Thursday, November 16, 2006

Types Of Stocks

The amazing dotcom market in the late '90s made people think that stocks were the magic answer to instant wealth with no risk. The ensuing dotcom crash proved that this is not the case. . Stocks can (and do) create massive amounts of wealth, but they aren't without risks.the only way is to educate yourself and understand where you are putting your hard earned money.
Types Of Stocks
Common or ordinary Stock
represent ownership in a companyand a claim (dividends) on a portion of profits. Investors get one vote per share to elect the board members, who oversee the major decisions made by management. Over the long term, common stocks by means of capital growth, yields higher returns than almost every other investment. This higher return comes at a cost since common stocks entail the most risk. If a company goes bankrupt and liquidates, the common shareholders will not receive money until the creditors, bondholders and preferred shareholders are paid.
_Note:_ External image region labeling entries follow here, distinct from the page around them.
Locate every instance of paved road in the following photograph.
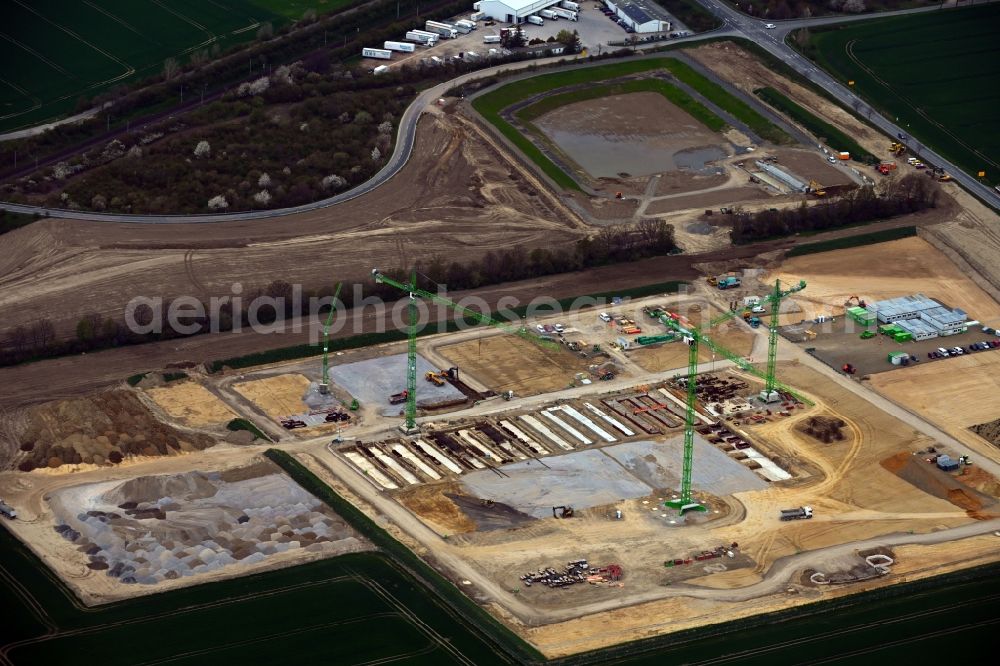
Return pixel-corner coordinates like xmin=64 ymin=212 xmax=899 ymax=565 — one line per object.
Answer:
xmin=697 ymin=0 xmax=1000 ymax=208
xmin=0 ymin=0 xmax=1000 ymax=224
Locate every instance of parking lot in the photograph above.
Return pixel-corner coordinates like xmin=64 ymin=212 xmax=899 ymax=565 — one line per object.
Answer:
xmin=362 ymin=2 xmax=686 ymax=68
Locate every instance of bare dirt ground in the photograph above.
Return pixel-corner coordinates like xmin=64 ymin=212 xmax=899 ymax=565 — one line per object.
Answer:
xmin=0 ymin=447 xmax=369 ymax=606
xmin=768 ymin=148 xmax=854 ymax=187
xmin=8 ymin=389 xmax=215 ymax=472
xmin=628 ymin=310 xmax=753 ymax=372
xmin=871 ymin=352 xmax=1000 ymax=453
xmin=686 ymin=42 xmax=889 ymax=158
xmin=146 ymin=381 xmax=236 ymax=428
xmin=233 ymin=373 xmax=309 ymax=421
xmin=0 ymin=114 xmax=585 ymax=337
xmin=765 ymin=238 xmax=1000 ymax=323
xmin=436 ymin=335 xmax=608 ymax=395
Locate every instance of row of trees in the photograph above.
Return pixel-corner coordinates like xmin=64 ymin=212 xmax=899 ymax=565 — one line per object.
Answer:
xmin=0 ymin=219 xmax=678 ymax=365
xmin=730 ymin=174 xmax=940 ymax=245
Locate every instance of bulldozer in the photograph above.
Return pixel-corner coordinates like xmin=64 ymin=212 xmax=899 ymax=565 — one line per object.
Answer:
xmin=552 ymin=506 xmax=573 ymax=518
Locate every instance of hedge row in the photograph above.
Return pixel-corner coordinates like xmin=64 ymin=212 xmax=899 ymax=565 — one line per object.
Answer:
xmin=264 ymin=449 xmax=545 ymax=664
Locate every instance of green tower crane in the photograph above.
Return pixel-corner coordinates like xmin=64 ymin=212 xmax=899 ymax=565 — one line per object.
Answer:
xmin=660 ymin=311 xmax=748 ymax=513
xmin=319 ymin=282 xmax=344 ymax=395
xmin=372 ymin=268 xmax=555 ymax=434
xmin=760 ymin=280 xmax=806 ymax=403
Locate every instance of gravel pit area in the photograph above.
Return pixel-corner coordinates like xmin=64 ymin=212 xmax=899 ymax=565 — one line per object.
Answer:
xmin=50 ymin=463 xmax=365 ymax=586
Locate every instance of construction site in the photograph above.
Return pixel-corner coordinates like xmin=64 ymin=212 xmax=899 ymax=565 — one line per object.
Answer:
xmin=0 ymin=24 xmax=1000 ymax=658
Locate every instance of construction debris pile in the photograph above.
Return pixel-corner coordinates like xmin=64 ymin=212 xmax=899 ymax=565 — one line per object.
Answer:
xmin=53 ymin=472 xmax=360 ymax=585
xmin=521 ymin=560 xmax=623 ymax=589
xmin=663 ymin=541 xmax=740 ymax=567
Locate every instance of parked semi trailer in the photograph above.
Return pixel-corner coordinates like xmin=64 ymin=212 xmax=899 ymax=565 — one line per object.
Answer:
xmin=361 ymin=47 xmax=392 ymax=60
xmin=406 ymin=30 xmax=441 ymax=46
xmin=382 ymin=42 xmax=417 ymax=53
xmin=781 ymin=506 xmax=812 ymax=520
xmin=424 ymin=21 xmax=458 ymax=39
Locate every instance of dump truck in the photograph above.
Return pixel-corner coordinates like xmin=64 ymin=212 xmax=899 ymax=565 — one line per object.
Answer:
xmin=424 ymin=21 xmax=458 ymax=39
xmin=716 ymin=275 xmax=742 ymax=289
xmin=781 ymin=506 xmax=812 ymax=520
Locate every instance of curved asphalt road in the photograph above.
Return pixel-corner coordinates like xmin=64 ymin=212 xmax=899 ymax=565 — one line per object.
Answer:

Preferred Stock: represents some degree of ownership in a company but usually doesn't come with the same voting rights. investors are usually guaranteed a fixed dividend forever on preferred stock while dividends on common stock are variable and are never guaranteed. In the event of liquidation, preferred shareholders are paid off before the common shareholder (but still after debt holders). Preferred stock may also be callable, meaning that the company has the option to purchase the shares from shareholders at anytime for any reason (usually for a premium). Some people consider preferred stock to be more like debt than equity. . A good way to think of these kinds of shares is to see them as being in between bonds and common shares.
Different Classes of Stock :Common and preferred are the two main forms of stock; however, it's also possible for companies to customize different classes of stock in any way they want. The most common reason for this is the company wanting the voting power to remain with a certain group; therefore, different classes of shares are given different voting rights. For example, one class of shares would be held by a select group who are given ten votes per share while a second class would be issued to the majority of investors who are given one vote per share.